Undine (Paula Beer) ist promo­vierte Histo­ri­kerin, die als freiberufliche Mitarbeiterin für den Senat Inter­es­sierte durch die Stadt­ge­schichte Berlins führt. Als sie von ihrem Freund Johannes (Jacob Matschenz) zu einem Treffen in ihrem Stammcafé am Märkischen Museum gebeten wird, schwant ihr nichts Gutes. Tatsächlich will er sich wegen einer anderen Frau von ihr trennen, wovon Undine nichts wissen will. Sie droht sogar, ihn umzubringen, wenn er sie nicht mehr lieben will. In einer halben Stünde – nach ihrem Vortrag – würde sie ins Café zurückkehren, er solle dort so lange warten. Doch als sie zurückkehrt, ist Johannes gegangen. Panisch sucht sie im Inneren des Restaurants nach ihm und begegnet dort Christoph (Franz Rogowski), der sich für den interessanten Vortrag bedanken will, den sie kurz zuvor in der Senatsstelle für Stadtentwicklung gehalten hat. Er ist dabei so von der Frau fasziniert, dass er das riesige Aquarium umstößt, das daraufhin krachend auf dem Boden zersplittert und seine Wassermassen über die beiden ergießt. Für Undine ist die Trennung von Johannes damit wie vergessen.
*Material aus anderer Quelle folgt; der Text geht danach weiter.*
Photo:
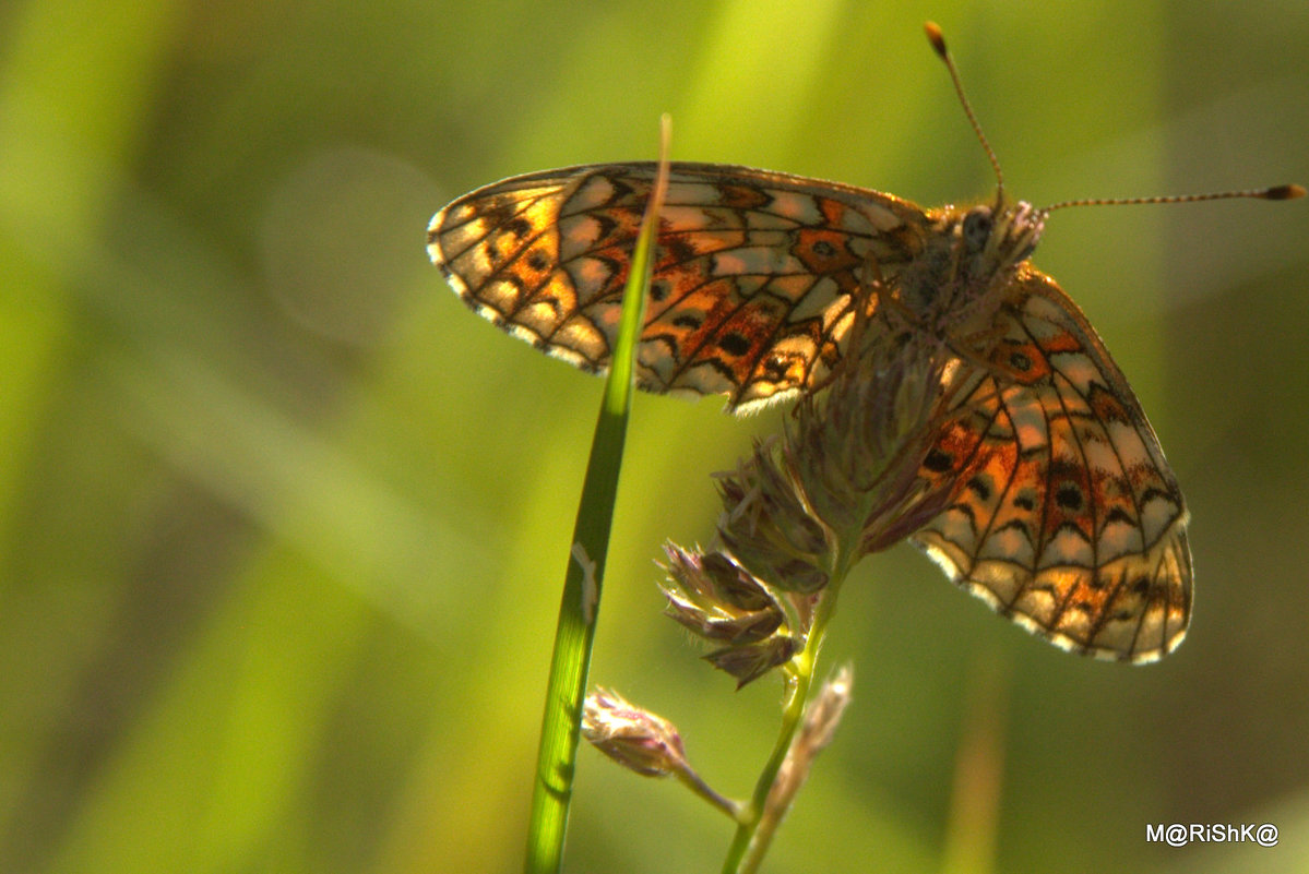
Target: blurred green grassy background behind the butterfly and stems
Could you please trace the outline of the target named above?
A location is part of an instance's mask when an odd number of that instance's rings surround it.
[[[425,224],[651,158],[665,110],[675,158],[990,196],[928,17],[1016,196],[1309,183],[1296,3],[0,7],[0,870],[516,870],[601,383],[470,314]],[[1306,238],[1302,201],[1051,218],[1035,260],[1186,488],[1191,636],[1079,659],[867,563],[825,652],[855,701],[766,870],[1309,869]],[[738,797],[778,684],[700,662],[653,560],[779,415],[637,399],[592,670]],[[1282,841],[1147,844],[1173,822]],[[729,840],[581,751],[569,870]]]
Mit dem Industrietaucher, der in Nordrhein-Westfalen lebt, unterhält sie eine Fernbeziehung, die wunderbar funktioniert – bis Undine bei einem Spaziergang mit Christoph ihren Ex mit seiner Neuen begegnet…

Kritik:

Der Mythos vom jahrhundertealten Unterwasserwesen Undine hat bereits die Romantiker Ludwig Tieck oder Friedrich de la Motte Fouqué fasziniert, doch Petzold, der bereist Kapitel der deutschen Geschichte wie den deutschen Herbst, den Krieg und die Folgen der Wiedervereinigung in seinen Filmen thematisiert hat, ist an einer rein romantischen Nacherzählung nicht interessiert. Zwar beschwört er in atemberaubenden Unterwasseraufnahmen den Zauber des märchenhaften Wesens herauf, doch die Geschichte der Amour fou verpackt er geschickt in eine Auseinandersetzung mit der Berliner Stadtgeschichte, die uns Paula Beer („Frantz“, „Werk ohne Autor“) als begeisterte Historikerin im Schnelldurchlauf präsentiert. Zwar bildet der symbolträchtige Auftakt mit dem zersplitterten Aquarium und den Wassermaßen, in denen Undine und Christoph wieder zu sich kommen, den Grundstein für eine märchenhafte Liebesgeschichte, doch wirklich nah kommen wir den Figuren nicht, was wir aus der distanzierten Perspektive des Regisseurs bereits aus früheren Filmen kennen. Das erweist sich in diesem Sujet als kleines Manko, doch findet Petzold vor allem dank der berauschenden Bilder seines langjährigen Kameramanns Hans Fromm immer wieder beglückende Bilder der Zweisamkeit, die durch ein tragisches Unglück zu einem modernen „Romeo & Julia“ avanciert.